Viele Nutzer haben Angst vor Betrug. Sind unsere Sicherheitsstandards bei Online-Banking oder Kartenzahlung im Vergleich mit anderen Ländern zu schlecht?

In Deutschland setzen wir beim Online-Banking zum Beispiel immer noch auf Key-Nummer und Passwort. Beide sind bei den meisten deutschen Banken statisch. In Belgien hingegen wird das Passwort immer dynamisch erzeugt, es ist für jede Online-Banking-Session anders. Selbst wenn ein Dritter die Zugangsdaten unberechtigt erhalten sollte, hätte er damit keinen erneuten Zugriff auf die Kontoinformationen. Soweit die Ausführung von Transaktionen von der Eingabe einer dynamischen Transaktionsnummer abhängig ist, besteht zusätzlicher Schutz vor unberechtigter Geldverfügung. Solche sinnvollen Sicherheitsstandards sind keine Raketentechnik. Für mehr Sicherheit ließe sich also durchaus sorgen.

Viele fürchten den Missbrauch ihrer persönlichen Daten noch mehr als den Betrug.

Dabei eröffnet die Nutzung der Zahlungsinformationen Unternehmen und Konsumenten ganz neue Möglichkeiten und sollte nicht voreilig, pauschal oder grundsätzlich abgelehnt werden. Bankkunden sollten die Wahl haben. Sie sollen darüber entscheiden dürfen, welche digitalen Kontodaten sie Dritten zur Auswertung bereitstellt. Das ist auch mit voll anonymisierten Daten möglich. Die Vertrauensfunktion ist zentral für das Bankgeschäft. Aber wenn Banken für sich entscheiden, so etwas nicht selbst anzubieten, dürfen sich daraus keine Verbote für ihre Kunden ableiten, das vertrauenswürdigen Dritten zu erlauben. Bei veralteten Sicherheitsstandards und Prozessen, die noch nicht ganz an die Anforderungen der digitalisierten Wirtschaft angepasst sind, können sich hieraus unter Umständen unklare Haftungsansprüche bei Schadenfällen ergeben. Die rechtliche Reform des europäischen Zahlungsverkehrs muss diesbezüglich Rechtssicherheit für Kreditinstitute und deren Kunden liefern.

Wer zieht denn besonders großen Nutzen aus diesen Auswertungen der Datenbestände?

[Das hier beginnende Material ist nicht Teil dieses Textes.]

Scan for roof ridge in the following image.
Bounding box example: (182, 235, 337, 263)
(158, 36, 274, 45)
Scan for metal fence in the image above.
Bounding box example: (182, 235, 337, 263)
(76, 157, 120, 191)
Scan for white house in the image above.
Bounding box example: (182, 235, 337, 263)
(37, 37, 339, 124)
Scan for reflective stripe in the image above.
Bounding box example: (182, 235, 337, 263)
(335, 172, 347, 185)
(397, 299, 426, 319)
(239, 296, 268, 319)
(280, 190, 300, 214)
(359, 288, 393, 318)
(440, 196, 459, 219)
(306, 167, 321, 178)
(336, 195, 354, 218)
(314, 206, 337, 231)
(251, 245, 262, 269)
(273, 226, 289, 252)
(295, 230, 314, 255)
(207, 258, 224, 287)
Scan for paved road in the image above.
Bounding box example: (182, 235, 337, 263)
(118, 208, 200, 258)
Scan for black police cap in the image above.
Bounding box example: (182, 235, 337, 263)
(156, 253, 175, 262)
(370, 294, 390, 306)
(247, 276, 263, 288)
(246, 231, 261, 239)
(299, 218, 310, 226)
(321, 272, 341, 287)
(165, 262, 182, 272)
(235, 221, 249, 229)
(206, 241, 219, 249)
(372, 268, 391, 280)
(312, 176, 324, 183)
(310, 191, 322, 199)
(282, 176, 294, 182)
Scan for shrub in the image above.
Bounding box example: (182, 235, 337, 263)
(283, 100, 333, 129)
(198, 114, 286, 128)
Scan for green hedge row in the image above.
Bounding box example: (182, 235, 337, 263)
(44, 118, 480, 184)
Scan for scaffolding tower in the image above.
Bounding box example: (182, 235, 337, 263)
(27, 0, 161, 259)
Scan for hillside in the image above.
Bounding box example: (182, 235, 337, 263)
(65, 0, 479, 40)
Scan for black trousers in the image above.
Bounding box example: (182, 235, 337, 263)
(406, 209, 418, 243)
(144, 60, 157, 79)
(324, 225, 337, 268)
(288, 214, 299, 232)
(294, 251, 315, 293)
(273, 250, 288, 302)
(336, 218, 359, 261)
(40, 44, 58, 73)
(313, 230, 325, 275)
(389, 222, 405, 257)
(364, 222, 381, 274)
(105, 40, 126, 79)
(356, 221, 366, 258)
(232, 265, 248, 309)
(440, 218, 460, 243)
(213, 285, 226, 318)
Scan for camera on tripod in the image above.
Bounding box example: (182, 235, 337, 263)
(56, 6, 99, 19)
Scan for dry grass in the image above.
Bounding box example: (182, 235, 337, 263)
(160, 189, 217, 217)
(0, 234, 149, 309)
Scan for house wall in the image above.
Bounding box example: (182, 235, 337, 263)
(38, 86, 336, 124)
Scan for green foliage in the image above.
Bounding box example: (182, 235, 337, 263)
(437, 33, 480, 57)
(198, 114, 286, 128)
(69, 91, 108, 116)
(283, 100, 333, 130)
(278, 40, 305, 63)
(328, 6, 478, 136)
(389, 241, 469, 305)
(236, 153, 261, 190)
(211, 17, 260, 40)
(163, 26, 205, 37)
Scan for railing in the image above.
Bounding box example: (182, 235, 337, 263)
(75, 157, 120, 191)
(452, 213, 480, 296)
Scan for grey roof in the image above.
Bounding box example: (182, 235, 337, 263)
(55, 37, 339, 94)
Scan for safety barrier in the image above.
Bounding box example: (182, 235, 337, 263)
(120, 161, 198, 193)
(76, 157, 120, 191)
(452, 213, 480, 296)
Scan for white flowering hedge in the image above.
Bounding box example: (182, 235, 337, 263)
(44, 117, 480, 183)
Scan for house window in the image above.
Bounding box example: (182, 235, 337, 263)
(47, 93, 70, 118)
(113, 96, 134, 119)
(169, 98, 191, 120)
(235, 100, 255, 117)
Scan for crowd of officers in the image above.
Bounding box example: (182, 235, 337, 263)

Zunächst die Unternehmen. Schon seit vielen Jahren fordern Unternehmen eine bessere Aufbereitung der Zahlungsverkehrsdaten aus ihren Geschäftsbeziehungen. Beispielsweise können Großhändler durch zeitnahe Kontoinformationen Bonitätsrisiken in neuen Geschäftsbeziehungen mit kleineren Einzelhändlern reduzieren. Anonymisierte Massendaten über Bezahlvorgänge können für Marktbewertungen oder für Marketingzwecke ausgewertet werden. Schon heute stellen für Einzelhandelsketten wie Metro, Tesco oder Carrefour Datenbestände über historische Umsätze einen großen Schatz dar. Ihre Datenbestände helfen ihnen bei der Generierung zukünftiger Umsätze. Anonymisierte Daten des Zahlungsverkehrs könnten zusätzliche Informationen bieten, die über die eigenen Umsätze hinausgehen. International gibt es mehrere Beispiele, die zeigen, wie derartiges „Data-Based-Marketing“ funktioniert. Solche Marketingstrategien anhand von anonymisierten Kundendaten könnten durch moderne Zahlungssysteme selbst kleine Händler nutzen, um zum Beispiel Trendverschiebungen frühzeitig zu identifizieren.